A quiet ray of light fell from Giulia's windows, intercepted by the large fir as it bent its heavy hanging boughs watchfully over them.
All the lights were extinguished in the park. Only between the gaps in the walled-passage between the Dantziger and the Castle a stray one seemed to quiver.
Not out of the deep-blue atmosphere of Italy did the stars look down upon this night; from a paler sky shone a paler light! Not the glorious Lago, with its enchanted isles and boundary Alps, rocked all into sweet dreams--it was a sober tide which here surged upon the strand; a tide, whose waves have nothing to tell, whose monotonous play only reflect the infinite wearisomeness of a lifeless landscape.
And yet--it was she herself, in all her beauty, the princess of those days, and it matters not out of what sea Venus rises, she brings Heaven with her all the same.

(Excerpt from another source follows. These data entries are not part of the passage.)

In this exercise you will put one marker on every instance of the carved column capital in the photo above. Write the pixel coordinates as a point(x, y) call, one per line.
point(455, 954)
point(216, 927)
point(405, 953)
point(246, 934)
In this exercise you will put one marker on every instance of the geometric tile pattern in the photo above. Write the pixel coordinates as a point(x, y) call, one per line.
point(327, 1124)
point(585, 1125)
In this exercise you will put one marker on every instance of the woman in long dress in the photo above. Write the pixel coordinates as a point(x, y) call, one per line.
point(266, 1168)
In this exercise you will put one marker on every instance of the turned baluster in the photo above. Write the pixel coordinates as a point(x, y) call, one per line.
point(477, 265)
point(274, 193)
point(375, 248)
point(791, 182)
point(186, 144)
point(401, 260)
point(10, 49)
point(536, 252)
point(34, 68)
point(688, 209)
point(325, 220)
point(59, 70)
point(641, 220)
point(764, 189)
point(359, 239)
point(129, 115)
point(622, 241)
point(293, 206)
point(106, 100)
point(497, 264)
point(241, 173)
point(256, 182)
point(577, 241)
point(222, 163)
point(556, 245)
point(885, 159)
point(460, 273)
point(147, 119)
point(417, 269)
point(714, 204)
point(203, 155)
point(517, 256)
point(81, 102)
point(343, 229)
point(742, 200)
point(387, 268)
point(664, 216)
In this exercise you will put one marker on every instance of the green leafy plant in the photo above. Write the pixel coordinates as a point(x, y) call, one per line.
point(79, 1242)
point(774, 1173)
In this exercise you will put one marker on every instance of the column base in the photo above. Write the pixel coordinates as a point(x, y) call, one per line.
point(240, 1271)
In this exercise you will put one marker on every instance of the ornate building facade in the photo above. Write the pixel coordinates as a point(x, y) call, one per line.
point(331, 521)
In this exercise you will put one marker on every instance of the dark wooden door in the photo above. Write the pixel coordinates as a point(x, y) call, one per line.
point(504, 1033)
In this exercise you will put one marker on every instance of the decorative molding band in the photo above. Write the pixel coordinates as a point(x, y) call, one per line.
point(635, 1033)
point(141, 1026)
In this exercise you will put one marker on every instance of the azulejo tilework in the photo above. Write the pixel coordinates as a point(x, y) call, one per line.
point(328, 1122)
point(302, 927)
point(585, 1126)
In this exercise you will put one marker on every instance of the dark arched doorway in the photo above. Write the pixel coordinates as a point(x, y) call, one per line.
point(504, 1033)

But the happiness that once the red fir looked down upon, over which the pine spread its loving fans, was ephemeral, grasped from the moment, forfeited to the moment. How different Blanden felt; was happiness secured in his own home, under the protection of his old household gods? thither he had transplanted the roguish smiling wanderer, where, although deprived of its fluttering wings, it found an abiding place by the family hearth without losing its enchanting smile.
Thus he thought and felt; he did not inhale momentary intoxication from Giulia's lips, but the inauguration of a whole life. She, on the contrary, rejected every thought of the past, of the future. With intentional obliviousness she gave herself up to the present.